Your partner has been struggling to care for himself. He has been fortunate to have a supportive partner like you. Has he shown any gratitude for all that you do for him? He is expecting a lot from you by asking you to accept his brother moving in with you. Your life will never be the same again. Can you live with that? No more privacy. No more packing your bags for a trip and leaving town. No more planning anything for just the two of you. Has he thought about how this will effect his children? Or your children, if you decide to have any? How old are you? I hope you are using birth control. Don’t get pregnant!
Assisted living facilities are for seniors. Do they accept individuals like your partner’s brother? Nursing homes or other facilities would most likely accept him.
I don’t think that you realize what you are getting into. I would NEVER, EVER accept this situation. You don’t know how long his brother will live. You may have him for the rest of your lives. That would be too much for me.
It’s your life. It’s your choice. There isn’t enough love in the world from your partner that could change my mind. But again, it is your decision.

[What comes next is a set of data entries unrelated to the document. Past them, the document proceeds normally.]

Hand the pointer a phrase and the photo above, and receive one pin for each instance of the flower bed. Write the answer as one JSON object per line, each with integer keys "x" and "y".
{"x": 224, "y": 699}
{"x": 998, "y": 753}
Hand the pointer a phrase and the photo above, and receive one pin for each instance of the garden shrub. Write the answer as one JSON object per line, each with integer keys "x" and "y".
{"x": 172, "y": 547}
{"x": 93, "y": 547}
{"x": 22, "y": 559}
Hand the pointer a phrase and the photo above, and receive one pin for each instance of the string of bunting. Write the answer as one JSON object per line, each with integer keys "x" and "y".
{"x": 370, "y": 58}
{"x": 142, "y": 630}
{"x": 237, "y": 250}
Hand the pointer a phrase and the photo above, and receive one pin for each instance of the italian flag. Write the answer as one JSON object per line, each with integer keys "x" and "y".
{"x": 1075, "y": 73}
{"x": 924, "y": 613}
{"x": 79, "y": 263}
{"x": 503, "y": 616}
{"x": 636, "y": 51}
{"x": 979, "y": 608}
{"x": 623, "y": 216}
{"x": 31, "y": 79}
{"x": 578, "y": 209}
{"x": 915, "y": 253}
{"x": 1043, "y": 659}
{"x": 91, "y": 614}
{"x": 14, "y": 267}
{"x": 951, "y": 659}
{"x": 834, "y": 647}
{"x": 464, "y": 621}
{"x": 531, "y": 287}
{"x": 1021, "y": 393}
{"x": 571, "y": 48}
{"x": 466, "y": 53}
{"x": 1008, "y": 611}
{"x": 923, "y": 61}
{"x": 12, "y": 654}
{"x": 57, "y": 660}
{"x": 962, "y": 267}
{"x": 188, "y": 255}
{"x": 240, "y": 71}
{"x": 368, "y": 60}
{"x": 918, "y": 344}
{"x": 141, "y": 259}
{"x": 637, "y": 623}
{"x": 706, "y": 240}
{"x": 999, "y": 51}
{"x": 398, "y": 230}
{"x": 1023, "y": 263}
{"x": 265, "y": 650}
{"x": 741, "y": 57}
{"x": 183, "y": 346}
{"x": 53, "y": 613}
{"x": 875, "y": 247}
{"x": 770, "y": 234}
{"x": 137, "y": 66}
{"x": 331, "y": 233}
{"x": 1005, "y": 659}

How did you meet your partner? Were you aware his issues when you met him? Are the type of person that loves helping others so much that you have totally neglected yourself or feel like it is your mission in life?
I know someone like that. I can only be around her for a few minutes, once in a blue moon. She drains all of my energy! She is so negative that she attracts the neediest people in the world and claims that God sent them to her for her to help. I can’t be around her much because I find myself losing patience with her. I recently told her that she was mentally ill and I was not qualified to help her, nor did I want to hear about her latest project. She takes on every disturbed individual as a DIY project and I can’t relate to her nonsense.
Watch out. Don’t become like this woman that I know. She truly has mental issues and doesn’t want to get help. She says therapist can’t do anything! Grrrrrrrr
If your partner isn’t willing to listen to how you feel, then I would run as fast and far as I could go and never look back. There are plenty other men. Make sure that the next guy is in a better emotional place.
Wishing you all the best.
He should also be getting his sh*t together, sorting out his mental and physical health, and not relying you as being “the main breadwinner in the house”. Sometimes when you give ‘so much’, it just leads to increasingly unrealistic expectations that you will give and give and give with no limits.
Two options to suggest: a) cut and run, or b) say no very strongly and see whether he chooses Joe, or you with the right attitude and no recriminations - and if not, cut and run. Perhaps this isn’t true for you, but think about it!